Monday, May 24, 2010

Cuban embargo turns 50 but must live a little longer

Cuban embargo turns 50 but must live a little longer
Last Updated: May 23. 2010 7:29PM UAE / May 23. 2010 3:29PM GMT

The world's longest running and least successful trade embargo will this
year "celebrate" its 50th anniversary.

Washington's restrictions on trade with Cuba, which were first imposed
in 1960, have not only failed to achieve their goals but they actually
undermined the aims of their dwindling band of supporters.

Cuba claims the trade restrictions have cost its economy nearly $100
billion over the years. Desmond Boylan / Reuters

Hillary Clinton, the US secretary of state, came close to admitting as
much recently when she said the ruling Castro brothers, Fidel and Raul,
"do not want to see an end to the embargo … because they would lose all
their excuses".

The restrictions have been blamed by Cuba – the only communist
government in the western hemisphere – for a range of measures including
rationing and curtailing political rights.

The ostensible reason for imposing the embargo was Cuba's seizure of
property belonging to US nationals and the demand for compensation
remains unsettled.

Cuba claims the damage to its economy over the years totals close to
US$100 billion (Dh367.29bn). On the US side, self-inflicted annual
losses may amount to $1.2bn, calculations by the US trade commission claim.

Opposition to the trade sanctions has brought together an odd, informal
coalition of leftist pressure groups, human rights organisations and
major business lobbies.

A senior member of the US chamber of commerce has conservatively
estimated that relaxing the embargo could create 6,000 new jobs in the
US and benefit exports by about $365 million a year.

The US travel industry longs to exploit Cuba's spectacular beaches and
cultural sites; oil companies fret that they are missing potential
offshore crude deposits; and rice farmers want complete access to the
biggest rice market in the Caribbean, just 145km from the shores of Florida.

But because food is partially exempted from the trade ban, the US has
become the main supplier of agricultural goods to Cuba.
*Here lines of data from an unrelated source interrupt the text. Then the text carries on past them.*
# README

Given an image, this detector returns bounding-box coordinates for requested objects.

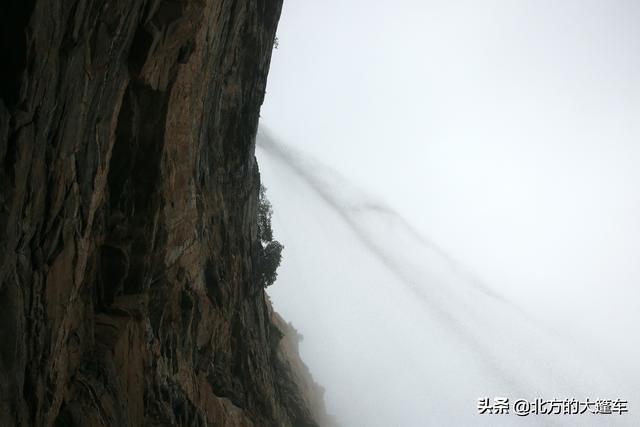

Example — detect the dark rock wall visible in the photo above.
[0,1,322,426]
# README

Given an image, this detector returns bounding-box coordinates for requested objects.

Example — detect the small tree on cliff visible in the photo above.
[258,185,274,242]
[257,185,283,287]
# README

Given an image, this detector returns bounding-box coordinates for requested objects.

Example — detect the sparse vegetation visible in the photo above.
[257,185,283,287]
[258,185,274,242]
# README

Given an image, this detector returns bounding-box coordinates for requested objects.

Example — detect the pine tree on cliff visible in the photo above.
[257,185,283,287]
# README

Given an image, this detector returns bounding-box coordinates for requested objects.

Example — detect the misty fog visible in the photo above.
[257,1,640,425]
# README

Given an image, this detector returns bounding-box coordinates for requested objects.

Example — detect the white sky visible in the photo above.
[258,1,640,425]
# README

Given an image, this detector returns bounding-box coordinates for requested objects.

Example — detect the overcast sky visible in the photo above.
[258,1,640,425]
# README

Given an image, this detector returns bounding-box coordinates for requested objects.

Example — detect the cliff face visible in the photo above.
[0,1,323,426]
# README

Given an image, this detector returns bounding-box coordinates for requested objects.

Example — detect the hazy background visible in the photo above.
[257,1,640,425]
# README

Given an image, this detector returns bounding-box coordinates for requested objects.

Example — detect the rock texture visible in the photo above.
[0,0,326,425]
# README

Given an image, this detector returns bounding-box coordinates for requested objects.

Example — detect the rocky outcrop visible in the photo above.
[0,0,326,426]
[270,311,340,427]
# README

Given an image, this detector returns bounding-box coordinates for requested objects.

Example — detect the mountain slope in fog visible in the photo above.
[257,129,638,427]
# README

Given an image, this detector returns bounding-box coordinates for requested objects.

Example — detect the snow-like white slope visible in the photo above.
[257,129,638,427]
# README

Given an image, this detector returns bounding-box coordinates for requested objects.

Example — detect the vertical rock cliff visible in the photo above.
[0,1,325,425]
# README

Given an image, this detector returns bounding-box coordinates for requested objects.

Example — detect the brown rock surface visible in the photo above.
[0,1,327,425]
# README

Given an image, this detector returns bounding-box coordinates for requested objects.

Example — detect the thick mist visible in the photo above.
[258,1,640,425]
[258,131,637,426]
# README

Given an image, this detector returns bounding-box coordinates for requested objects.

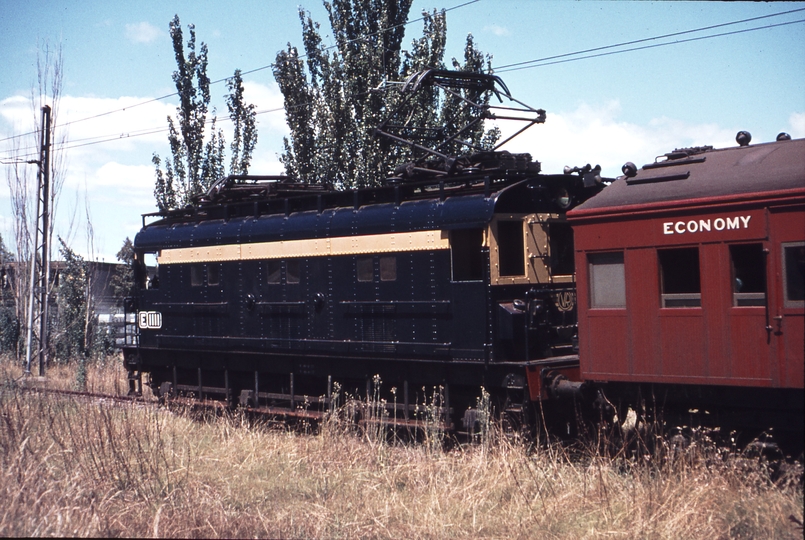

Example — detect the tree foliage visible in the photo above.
[54,238,92,363]
[227,70,258,176]
[110,237,135,305]
[273,1,496,188]
[0,234,17,354]
[0,234,13,265]
[153,16,258,211]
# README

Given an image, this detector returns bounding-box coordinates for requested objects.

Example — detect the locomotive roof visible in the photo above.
[569,137,805,217]
[134,171,597,252]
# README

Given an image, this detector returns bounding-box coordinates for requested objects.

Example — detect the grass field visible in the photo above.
[1,356,802,538]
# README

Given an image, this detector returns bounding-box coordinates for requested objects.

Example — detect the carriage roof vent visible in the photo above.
[660,145,715,161]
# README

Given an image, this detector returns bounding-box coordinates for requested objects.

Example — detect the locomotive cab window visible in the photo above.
[588,252,625,308]
[136,251,160,289]
[450,228,484,281]
[497,220,525,277]
[730,244,765,307]
[783,242,805,308]
[659,247,701,308]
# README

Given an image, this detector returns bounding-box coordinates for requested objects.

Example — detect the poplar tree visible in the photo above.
[153,16,258,211]
[273,1,496,188]
[227,69,258,176]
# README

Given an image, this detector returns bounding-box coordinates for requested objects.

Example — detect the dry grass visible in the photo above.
[0,356,802,538]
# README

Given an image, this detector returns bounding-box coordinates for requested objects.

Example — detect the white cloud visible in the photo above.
[125,22,163,44]
[484,25,510,37]
[243,80,289,136]
[89,162,156,199]
[0,86,293,261]
[788,112,805,138]
[0,93,178,260]
[1,93,174,149]
[496,100,737,178]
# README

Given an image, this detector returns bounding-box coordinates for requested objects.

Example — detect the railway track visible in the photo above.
[9,376,800,458]
[8,377,457,435]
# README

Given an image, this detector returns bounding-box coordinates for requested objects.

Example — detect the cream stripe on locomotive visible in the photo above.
[158,229,452,264]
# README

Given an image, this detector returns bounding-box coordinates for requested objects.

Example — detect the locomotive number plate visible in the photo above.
[138,311,163,329]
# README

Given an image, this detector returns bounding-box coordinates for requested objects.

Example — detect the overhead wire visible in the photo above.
[1,3,803,161]
[2,101,293,161]
[0,0,480,147]
[495,17,805,73]
[493,6,805,72]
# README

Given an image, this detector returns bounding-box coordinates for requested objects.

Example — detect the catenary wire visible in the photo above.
[492,6,805,72]
[1,6,803,159]
[495,18,805,73]
[0,0,480,146]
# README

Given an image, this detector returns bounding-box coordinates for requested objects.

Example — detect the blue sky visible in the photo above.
[1,0,804,261]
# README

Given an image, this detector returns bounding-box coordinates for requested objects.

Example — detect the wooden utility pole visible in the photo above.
[24,105,52,376]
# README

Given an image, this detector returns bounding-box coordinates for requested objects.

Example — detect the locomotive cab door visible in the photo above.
[488,213,577,360]
[449,228,488,361]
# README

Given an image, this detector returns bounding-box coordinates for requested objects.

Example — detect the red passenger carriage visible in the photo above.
[568,136,804,438]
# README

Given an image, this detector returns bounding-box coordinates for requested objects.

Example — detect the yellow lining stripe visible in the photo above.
[159,230,451,264]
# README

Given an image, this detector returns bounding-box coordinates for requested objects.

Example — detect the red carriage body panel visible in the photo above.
[568,138,805,390]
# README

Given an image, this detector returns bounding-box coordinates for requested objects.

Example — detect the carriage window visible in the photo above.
[783,243,805,307]
[659,247,701,307]
[286,259,300,284]
[380,256,396,281]
[207,264,220,286]
[730,244,765,307]
[549,222,575,275]
[498,220,525,277]
[267,260,281,284]
[357,257,373,282]
[451,228,484,281]
[190,264,204,287]
[588,252,625,308]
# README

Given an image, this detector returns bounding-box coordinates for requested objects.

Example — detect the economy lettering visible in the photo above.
[663,215,751,235]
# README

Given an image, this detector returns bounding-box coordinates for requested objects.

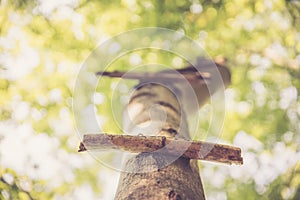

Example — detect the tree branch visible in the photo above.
[78,134,243,165]
[96,70,210,83]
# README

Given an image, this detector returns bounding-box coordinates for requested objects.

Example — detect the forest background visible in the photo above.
[0,0,300,199]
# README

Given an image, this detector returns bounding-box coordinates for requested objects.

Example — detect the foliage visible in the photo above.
[0,0,299,199]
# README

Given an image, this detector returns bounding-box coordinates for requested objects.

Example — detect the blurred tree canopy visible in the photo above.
[0,0,299,199]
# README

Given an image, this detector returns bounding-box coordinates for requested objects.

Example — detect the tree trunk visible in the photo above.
[115,83,205,200]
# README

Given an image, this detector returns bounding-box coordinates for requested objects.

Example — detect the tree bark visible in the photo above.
[79,134,243,165]
[115,84,205,200]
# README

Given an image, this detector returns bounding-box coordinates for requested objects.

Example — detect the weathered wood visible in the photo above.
[82,59,235,199]
[115,84,206,200]
[78,134,243,165]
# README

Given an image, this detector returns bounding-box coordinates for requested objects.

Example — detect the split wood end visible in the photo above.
[78,142,87,152]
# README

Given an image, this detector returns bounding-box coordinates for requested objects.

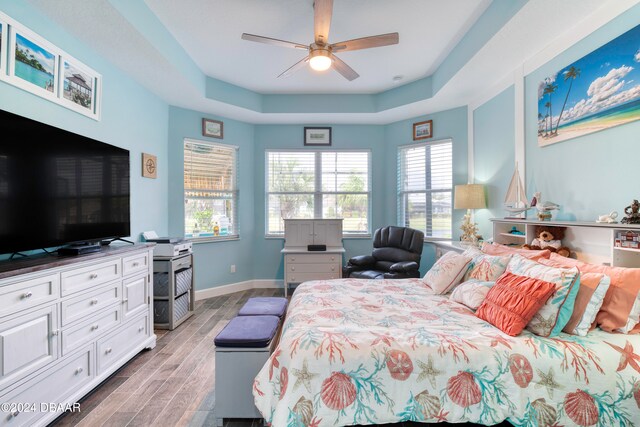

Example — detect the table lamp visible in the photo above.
[454,184,487,245]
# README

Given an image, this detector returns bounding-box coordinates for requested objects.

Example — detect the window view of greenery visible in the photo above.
[398,141,452,238]
[266,151,370,235]
[184,141,238,239]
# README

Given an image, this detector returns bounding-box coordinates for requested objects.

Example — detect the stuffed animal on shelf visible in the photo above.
[522,225,571,257]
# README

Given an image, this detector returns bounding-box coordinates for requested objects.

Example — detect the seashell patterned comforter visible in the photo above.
[253,278,640,426]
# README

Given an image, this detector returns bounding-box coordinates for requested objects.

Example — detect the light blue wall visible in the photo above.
[251,124,386,281]
[473,85,515,238]
[384,106,468,271]
[524,4,640,222]
[0,1,169,259]
[167,107,256,290]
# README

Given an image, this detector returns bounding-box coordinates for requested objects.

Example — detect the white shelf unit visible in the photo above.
[490,218,640,267]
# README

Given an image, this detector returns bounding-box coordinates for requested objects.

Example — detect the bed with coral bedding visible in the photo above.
[253,278,640,427]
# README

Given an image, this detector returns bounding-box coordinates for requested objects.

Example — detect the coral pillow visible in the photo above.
[461,246,511,282]
[546,253,640,333]
[481,242,551,261]
[423,251,472,294]
[506,254,580,337]
[476,271,556,336]
[450,279,494,310]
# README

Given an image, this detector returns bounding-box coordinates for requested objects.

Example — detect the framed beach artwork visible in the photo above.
[538,23,640,147]
[0,20,5,74]
[413,120,433,140]
[58,56,101,119]
[8,26,58,100]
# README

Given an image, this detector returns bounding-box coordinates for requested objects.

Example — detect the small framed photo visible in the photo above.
[142,153,157,179]
[413,120,433,140]
[304,127,331,146]
[202,118,223,139]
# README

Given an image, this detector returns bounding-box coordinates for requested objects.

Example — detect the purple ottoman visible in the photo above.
[214,315,280,348]
[238,297,288,317]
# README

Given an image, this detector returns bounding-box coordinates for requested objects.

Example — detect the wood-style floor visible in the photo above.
[50,288,512,427]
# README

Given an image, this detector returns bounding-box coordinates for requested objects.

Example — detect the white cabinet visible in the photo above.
[281,219,345,297]
[0,245,156,427]
[490,218,640,267]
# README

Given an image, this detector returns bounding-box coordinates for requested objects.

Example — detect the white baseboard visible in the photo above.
[195,279,283,301]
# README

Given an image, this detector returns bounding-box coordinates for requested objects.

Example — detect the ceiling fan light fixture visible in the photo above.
[309,49,332,71]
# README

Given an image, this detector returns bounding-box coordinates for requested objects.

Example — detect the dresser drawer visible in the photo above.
[287,263,339,274]
[0,274,59,318]
[285,254,341,264]
[286,272,340,284]
[0,345,92,427]
[61,260,121,296]
[61,305,120,355]
[122,252,149,277]
[0,304,58,391]
[61,281,121,327]
[97,314,148,375]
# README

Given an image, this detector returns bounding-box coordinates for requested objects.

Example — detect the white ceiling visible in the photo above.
[146,0,491,94]
[24,0,639,124]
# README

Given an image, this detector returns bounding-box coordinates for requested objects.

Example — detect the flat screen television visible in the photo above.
[0,108,130,254]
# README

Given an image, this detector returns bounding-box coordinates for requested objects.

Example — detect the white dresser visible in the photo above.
[0,244,156,427]
[281,219,345,297]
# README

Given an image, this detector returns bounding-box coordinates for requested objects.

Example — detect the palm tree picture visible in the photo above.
[537,23,640,147]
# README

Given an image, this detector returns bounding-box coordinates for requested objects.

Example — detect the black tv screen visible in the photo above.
[0,108,130,254]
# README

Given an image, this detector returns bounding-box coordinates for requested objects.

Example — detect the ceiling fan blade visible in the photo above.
[241,33,308,50]
[313,0,333,45]
[277,56,310,78]
[330,54,359,81]
[331,32,399,52]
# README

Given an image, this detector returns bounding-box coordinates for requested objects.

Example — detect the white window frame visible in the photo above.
[184,138,239,243]
[265,149,372,237]
[397,138,453,241]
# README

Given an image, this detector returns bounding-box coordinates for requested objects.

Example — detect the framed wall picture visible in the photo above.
[58,55,101,119]
[202,118,223,139]
[304,127,332,146]
[0,20,5,74]
[142,153,157,179]
[9,25,58,100]
[413,120,433,140]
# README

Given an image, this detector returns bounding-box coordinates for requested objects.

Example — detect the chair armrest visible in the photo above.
[348,255,376,267]
[389,261,419,273]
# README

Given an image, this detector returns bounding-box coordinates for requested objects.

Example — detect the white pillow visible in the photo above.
[450,279,494,310]
[423,251,472,294]
[462,246,511,282]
Rice, chicken,
wheat, soya and corn are among the products the communist regime imports
from its historic enemy.

Cubans, it has to be said, do not go hungry because of the US embargo.
The lack of food, especially meat, in Cuba is a result of the
spectacular failure of the communist regime to produce enough of it on a
large island that is mostly given to agriculture.

Lifting the embargo, if it achieved nothing else, might at least scotch
that particular myth.

In the past, such a move would have represented a threat to heavily
subsidised US sugar. Today that seems much less likely given that the
once-mighty Cuban sugar industry has been driven into the ground by
mismanagement and lack of investment. A government that once sought to
produce 10 million tonnes a year now has difficulty producing 1.5
million tonnes.

Every October for nearly two decades the UN General Assembly has –
except for the US, Israel and a couple of Pacific island nations –
condemned the embargo.

It is hard to disagree. The embargo is a unilateral, punitive measure
that should never have been imposed.

But there is a catch. The Castro regime has one of the worst human
rights records on the planet. It also recently allowed protester Orlando
Zapata to die as a result of a hunger strike. Inspired by Zapata,
Guillermo Farinas may go the same way.

It is surely wrong for one country to seek to force regime-change in
another by refusing to trade with it but it would be equally unthinkable
to hand the Castros a propaganda victory by lifting the embargo just
when the cruelty of their regime is most apparent.

For now, it seems the embargo will have to stay in place.